25 de janeiro de 2010
Acordamos sem pressa, tomamos café da manhã e saímos para as últimas compras em Bariloche. Sempre bate aquela sensação de “preciso aproveitar cada minutinho”, misturada com a saudade de casa que já começa a apertar.
Almoçamos no La Vizcacha: salada, frango, milanesa, truta, refrigerante e água por PAR$ 50,00 por pessoa. Uma despedida à altura da gastronomia patagônica — farta e saborosa.
Depois, claro, não resistimos e fomos tomar sorvete na Rapa Nui por PAR$ 10 por pessoa. Simplesmente maravilhoso! Cremoso, intenso, daqueles que fazem você querer repetir.
À tarde caminhamos mais uma vez pelo centrinho — lojas de chocolates, vitrines charmosas, turistas indo e vindo — e então fomos devolver o carro. A conta final trouxe uma surpresa: rodamos 840 km além dos 2.000 km contratados e pagamos PAR$ 840 pelos quilômetros extras. No fim das contas, valeu cada quilômetro percorrido.
À noite jantamos novamente no Restaurante Friends: tostados napolitanos e refrigerantes por PAR$ 26 por pessoa. Para fechar com açúcar, experimentamos também o sorvete da El Turista, 250 g por PAR$ 12. Muito bom… mas o da Rapa Nui ainda leva o troféu!
Voltamos ao hotel para arrumar as malas. Entre roupas espalhadas, lembranças compradas e fotos na câmera, veio aquela mistura de sentimentos: gratidão por tudo que vivemos, orgulho pela aventura realizada e uma saudade imensa de casa.
No dia seguinte, a expedição se despede da Patagônia e segue rumo ao Brasil.
E como eu estava com saudades do meu lar… 🧡
Impressões da viagem
A região da Patagônia que engloba San Carlos de Bariloche, Pucón e a lendária Carretera Austral é simplesmente deslumbrante. São paisagens que parecem ter sido pintadas à mão: lagos de cores impossíveis, vulcões imponentes, montanhas nevadas e estradas que recortam cenários quase intocados.

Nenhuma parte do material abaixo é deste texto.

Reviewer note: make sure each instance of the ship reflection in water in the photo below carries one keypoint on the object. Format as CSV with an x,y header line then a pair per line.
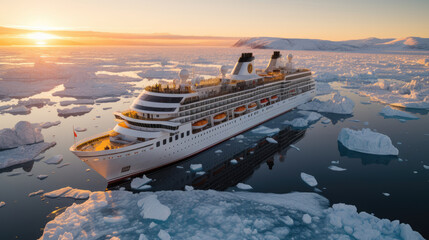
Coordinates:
x,y
219,172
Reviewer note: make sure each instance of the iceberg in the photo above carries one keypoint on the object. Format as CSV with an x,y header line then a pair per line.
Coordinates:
x,y
76,111
337,104
390,112
367,141
243,186
219,215
309,179
23,154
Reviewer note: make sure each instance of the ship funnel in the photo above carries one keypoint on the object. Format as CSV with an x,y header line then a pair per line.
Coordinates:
x,y
275,62
244,65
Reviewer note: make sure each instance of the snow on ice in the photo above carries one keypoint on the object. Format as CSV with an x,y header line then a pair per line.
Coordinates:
x,y
199,215
367,141
309,179
337,104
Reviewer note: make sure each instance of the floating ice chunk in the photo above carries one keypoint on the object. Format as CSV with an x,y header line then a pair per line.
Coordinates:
x,y
55,159
390,112
23,133
23,154
137,183
336,168
18,110
264,130
75,111
107,99
297,123
233,161
306,218
79,129
367,141
287,220
196,167
42,176
163,235
35,193
271,140
295,147
309,179
337,104
326,121
205,214
77,102
243,186
151,208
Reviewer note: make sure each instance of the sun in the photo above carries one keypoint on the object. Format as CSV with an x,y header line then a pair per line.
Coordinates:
x,y
41,37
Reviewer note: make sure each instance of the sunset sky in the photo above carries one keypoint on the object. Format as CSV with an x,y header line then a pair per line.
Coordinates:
x,y
328,19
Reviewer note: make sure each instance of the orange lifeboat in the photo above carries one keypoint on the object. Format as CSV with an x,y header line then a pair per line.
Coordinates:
x,y
252,106
200,124
219,118
239,110
274,98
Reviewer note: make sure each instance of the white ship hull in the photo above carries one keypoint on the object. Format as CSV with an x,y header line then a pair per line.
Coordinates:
x,y
118,164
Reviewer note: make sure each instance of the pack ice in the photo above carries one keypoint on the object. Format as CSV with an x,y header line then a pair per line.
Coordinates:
x,y
219,215
337,104
367,141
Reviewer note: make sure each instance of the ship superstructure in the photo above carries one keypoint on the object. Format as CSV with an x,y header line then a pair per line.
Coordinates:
x,y
168,123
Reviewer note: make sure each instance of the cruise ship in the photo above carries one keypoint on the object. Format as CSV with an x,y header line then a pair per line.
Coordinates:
x,y
167,123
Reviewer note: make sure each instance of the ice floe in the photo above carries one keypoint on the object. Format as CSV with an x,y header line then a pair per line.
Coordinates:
x,y
367,141
137,183
23,154
337,104
243,186
35,193
390,112
214,215
23,133
196,167
271,140
68,192
75,111
263,130
309,179
54,159
336,168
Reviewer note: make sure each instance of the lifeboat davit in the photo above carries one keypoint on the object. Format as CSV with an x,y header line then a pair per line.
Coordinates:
x,y
252,106
239,110
200,124
219,117
274,98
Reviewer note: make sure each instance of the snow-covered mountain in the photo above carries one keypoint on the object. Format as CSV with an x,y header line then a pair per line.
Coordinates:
x,y
400,44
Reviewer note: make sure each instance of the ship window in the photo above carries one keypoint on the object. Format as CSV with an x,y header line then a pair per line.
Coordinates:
x,y
151,98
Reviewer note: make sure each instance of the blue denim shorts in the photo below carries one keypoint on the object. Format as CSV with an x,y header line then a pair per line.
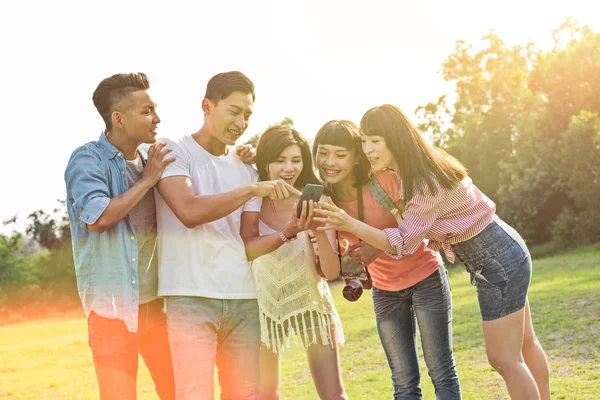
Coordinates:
x,y
500,267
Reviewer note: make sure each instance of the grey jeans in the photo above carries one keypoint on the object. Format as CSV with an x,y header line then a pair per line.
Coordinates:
x,y
205,331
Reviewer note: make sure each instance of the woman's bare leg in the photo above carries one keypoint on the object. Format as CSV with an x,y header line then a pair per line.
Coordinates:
x,y
270,374
535,358
503,343
324,364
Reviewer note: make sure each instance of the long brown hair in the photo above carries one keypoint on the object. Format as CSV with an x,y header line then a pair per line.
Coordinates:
x,y
419,163
345,134
273,142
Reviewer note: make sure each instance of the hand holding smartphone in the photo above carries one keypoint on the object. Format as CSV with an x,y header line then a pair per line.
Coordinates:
x,y
310,192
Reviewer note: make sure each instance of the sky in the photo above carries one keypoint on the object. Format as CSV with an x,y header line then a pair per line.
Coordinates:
x,y
312,61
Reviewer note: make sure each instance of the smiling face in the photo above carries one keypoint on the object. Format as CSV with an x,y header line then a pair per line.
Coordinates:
x,y
287,166
228,119
138,119
378,154
335,163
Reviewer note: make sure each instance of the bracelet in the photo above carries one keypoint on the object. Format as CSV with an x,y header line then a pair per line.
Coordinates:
x,y
284,238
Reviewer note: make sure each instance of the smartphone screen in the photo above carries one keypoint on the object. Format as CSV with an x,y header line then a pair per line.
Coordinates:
x,y
310,192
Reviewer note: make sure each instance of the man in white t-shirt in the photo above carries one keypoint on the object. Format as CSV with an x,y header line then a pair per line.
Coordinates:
x,y
212,312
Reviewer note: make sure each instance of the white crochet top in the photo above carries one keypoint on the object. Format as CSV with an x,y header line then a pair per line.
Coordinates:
x,y
293,297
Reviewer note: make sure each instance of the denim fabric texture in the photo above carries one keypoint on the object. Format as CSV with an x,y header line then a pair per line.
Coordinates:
x,y
106,263
500,267
428,307
205,331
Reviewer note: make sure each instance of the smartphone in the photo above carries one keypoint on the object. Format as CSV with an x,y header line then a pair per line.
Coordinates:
x,y
310,192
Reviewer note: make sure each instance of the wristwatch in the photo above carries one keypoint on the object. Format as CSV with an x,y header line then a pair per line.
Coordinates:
x,y
286,239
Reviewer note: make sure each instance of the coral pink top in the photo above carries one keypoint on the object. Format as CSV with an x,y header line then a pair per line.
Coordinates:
x,y
389,273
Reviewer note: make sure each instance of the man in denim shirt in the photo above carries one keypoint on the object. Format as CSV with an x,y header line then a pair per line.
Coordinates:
x,y
113,224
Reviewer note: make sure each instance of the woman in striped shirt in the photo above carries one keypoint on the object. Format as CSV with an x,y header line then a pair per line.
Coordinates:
x,y
443,206
409,295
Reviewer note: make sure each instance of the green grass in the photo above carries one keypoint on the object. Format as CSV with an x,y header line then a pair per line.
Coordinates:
x,y
50,359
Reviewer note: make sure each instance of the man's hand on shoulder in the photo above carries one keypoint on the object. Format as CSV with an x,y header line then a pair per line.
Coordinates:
x,y
157,162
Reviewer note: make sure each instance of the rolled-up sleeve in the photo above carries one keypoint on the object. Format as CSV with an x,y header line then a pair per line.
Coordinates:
x,y
420,214
87,184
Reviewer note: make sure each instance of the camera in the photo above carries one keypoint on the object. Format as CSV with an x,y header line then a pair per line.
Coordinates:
x,y
355,286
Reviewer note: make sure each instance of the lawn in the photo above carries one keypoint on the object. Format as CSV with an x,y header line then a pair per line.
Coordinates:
x,y
50,359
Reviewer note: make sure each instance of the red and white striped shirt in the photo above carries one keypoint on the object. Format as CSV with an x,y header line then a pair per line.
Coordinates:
x,y
451,216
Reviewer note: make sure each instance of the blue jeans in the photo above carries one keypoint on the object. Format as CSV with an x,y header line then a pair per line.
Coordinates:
x,y
115,351
203,331
429,303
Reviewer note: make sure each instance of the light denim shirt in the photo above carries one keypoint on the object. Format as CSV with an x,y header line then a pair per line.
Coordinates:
x,y
106,263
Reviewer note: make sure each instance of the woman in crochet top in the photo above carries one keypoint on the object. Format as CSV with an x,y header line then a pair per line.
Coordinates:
x,y
294,299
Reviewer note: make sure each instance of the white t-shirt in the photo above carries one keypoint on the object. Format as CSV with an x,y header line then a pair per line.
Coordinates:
x,y
208,260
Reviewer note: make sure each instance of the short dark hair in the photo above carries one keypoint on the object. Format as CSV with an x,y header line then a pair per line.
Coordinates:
x,y
273,142
222,85
345,134
419,163
113,89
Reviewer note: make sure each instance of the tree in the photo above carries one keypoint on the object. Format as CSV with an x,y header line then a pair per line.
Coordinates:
x,y
520,121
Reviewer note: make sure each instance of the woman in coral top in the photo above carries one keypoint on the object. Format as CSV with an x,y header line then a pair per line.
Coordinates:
x,y
413,289
444,206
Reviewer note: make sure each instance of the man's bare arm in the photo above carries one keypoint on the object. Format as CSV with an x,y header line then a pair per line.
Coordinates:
x,y
193,210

É claro que as rotas próximas a Bariloche e Pucón são muito mais estruturadas para o turismo. Há oferta variada de hospedagem, restaurantes, passeios organizados e fácil acesso às atrações. Tudo funciona com certa previsibilidade — o que é ótimo para quem busca conforto e praticidade.
Já a Carretera Austral… ah, essa ainda está engatinhando quando falamos em infraestrutura, opções de hospedagem e divulgação turística. Em alguns trechos, ficamos praticamente isolados: longas distâncias sem postos de combustível, vilarejos sem restaurantes abertos, quase um dia inteiro apenas com bolachinhas no estômago. Estradas de rípio desafiadoras, chuva constante, lama até as orelhas nas trilhas… pequenos “castigos” que fazem parte da experiência.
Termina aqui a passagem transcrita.